I have found that writing my blogs is not as easy as I first thought. I thought I could just sit down and spend 10 minutes and a blog post would be written. I am sure my aunt Julia, who has written a weekly sermon for more than 30 years, can chuckle at my naivete.  I have spent a few hours every day thinking about topics, performing internet research on details, going thru old photos, etc. to make sure that this week’s endeavor is worthwhile and meets my expectations of offbeat interests. It is one thing to live a whimsically life and another to write about it.

I am grateful that I have kept daily journals since third grade. I page through them for inspiration and a laugh. For example, my eight-year-old self wrote only about the food we enjoyed on our family vacation from Phoenix to St. Louis to Chicago to Minneapolis and a few days in Colorado. Besides comparing the pizza in Chicago to that in Ouray, I did mention that we went white water rafting. I, probably, only mentioned that because the guide told me that I was so good at jumping from one side of the raft to the other that when I grew up, I could teach people about rafting.
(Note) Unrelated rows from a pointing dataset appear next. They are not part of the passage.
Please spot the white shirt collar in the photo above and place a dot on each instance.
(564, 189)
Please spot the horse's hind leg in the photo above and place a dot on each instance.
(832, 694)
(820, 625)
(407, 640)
What I hadn’t considered was that blogging was an awesome way to relieve stress, to share the importance of making memories and to spiritually connect to others. We all have days when things seem to go a bit off the rails. It’s writing about those days that make me laugh and realize that a life filled with billions of beautiful grains of sand, some little bits of worry, are good for adding flavor to my tropical island.

So, thank you all for helping me take the plunge into blogging and allowing me to share some whimsicality with you. You all are amazing. I enjoy your comments. Be well and stay whimsical.

Moral: 1) Don’t be afraid to try something new. 2) You are smarter, stronger, and more loved than you know.